Evan Brand: Yeah, and if people had access to the video feed here, they would be laughing out loud at your–your–your hand demonstrations, it’s just an–a great–great analogy.
Dr. Justin Marchegiani: I know, I’m like pretending I have a knife in my hand and like trying to s–and like motioning like I’m stabbing my thyroid gland, oh man, and just so everyone knows I do have Hashimoto’s so I can speak from experience. I’ve had to make myself an expert on thyroid health because of necessity because conventional medicine typically offers nothing for it.
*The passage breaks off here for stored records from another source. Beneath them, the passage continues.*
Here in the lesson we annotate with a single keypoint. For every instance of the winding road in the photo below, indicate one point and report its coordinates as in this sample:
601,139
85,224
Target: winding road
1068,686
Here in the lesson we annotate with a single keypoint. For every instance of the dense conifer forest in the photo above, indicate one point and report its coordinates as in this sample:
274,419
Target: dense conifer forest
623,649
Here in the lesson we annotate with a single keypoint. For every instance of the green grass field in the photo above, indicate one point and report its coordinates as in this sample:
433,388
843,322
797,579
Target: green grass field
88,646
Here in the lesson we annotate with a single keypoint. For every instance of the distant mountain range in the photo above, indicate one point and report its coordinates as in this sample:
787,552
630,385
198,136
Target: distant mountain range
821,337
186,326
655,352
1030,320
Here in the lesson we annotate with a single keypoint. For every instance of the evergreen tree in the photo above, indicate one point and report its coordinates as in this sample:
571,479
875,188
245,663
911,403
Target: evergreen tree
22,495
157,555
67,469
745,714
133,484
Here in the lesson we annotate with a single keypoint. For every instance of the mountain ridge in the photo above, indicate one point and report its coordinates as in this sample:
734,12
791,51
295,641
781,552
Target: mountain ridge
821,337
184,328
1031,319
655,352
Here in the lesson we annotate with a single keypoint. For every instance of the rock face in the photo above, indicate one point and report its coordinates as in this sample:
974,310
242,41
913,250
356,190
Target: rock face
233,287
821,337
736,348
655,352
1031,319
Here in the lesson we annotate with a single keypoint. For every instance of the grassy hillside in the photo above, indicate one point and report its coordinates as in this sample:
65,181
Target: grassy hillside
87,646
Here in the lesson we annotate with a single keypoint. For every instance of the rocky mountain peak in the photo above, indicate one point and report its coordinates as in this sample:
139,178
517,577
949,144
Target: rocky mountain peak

So–
Evan Brand: Yup, you’re a wounded warrior, man. Those are the best ones to see.
Dr. Justin Marchegiani: Absolutely and I can tell–I can say with confidence that anyone watching this or listening to the show is gonna walk out of it knowing more than their conventional trained endocrinologist on–on thyroid issues from a functional perspective. They’re gonna know more of the disease stuff of course, like you know, thyroid nodules and–and Graves’ and things like that, but the thing is, conventional medicine’s approach is pretty much 3 options, okay? If it’s Hashimoto’s or hypo, it’s Synthroid. Most people that are given Synthroid, that’s synthetic T4, they don’t convert it to T3, so they still have tons of thyroid symptoms. Number two, if they’re Graves’, they’re typically gonna just want a thyroidectomy, pull the darn thyroid out, done, right? Number 3, radioactive iodine, shut the thyroid gland down. I mean, those are the 3 major options, or they’ll give like methimazole or propylthiouracil to help knock down the thyroid hormone levels, you know, they’ll–they’ll get PT or something like that. So those are like the 3-4 options that are in the cookbook of your conventional endocrinologist for thyroid. There may be a rare thing left out there, you know, thyroid cancer, thyroidectomy as well, but that’s your general kind of gist, and the majority of people, 90% of people are gonna be in the hypo-Hashimoto camp and there’s gonna be underlying issues that are affecting the thyroid conversion outside of their control. It’s not gonna be pathological, it’s gonna be functional and that’s where we come in to really get to the bottom of it.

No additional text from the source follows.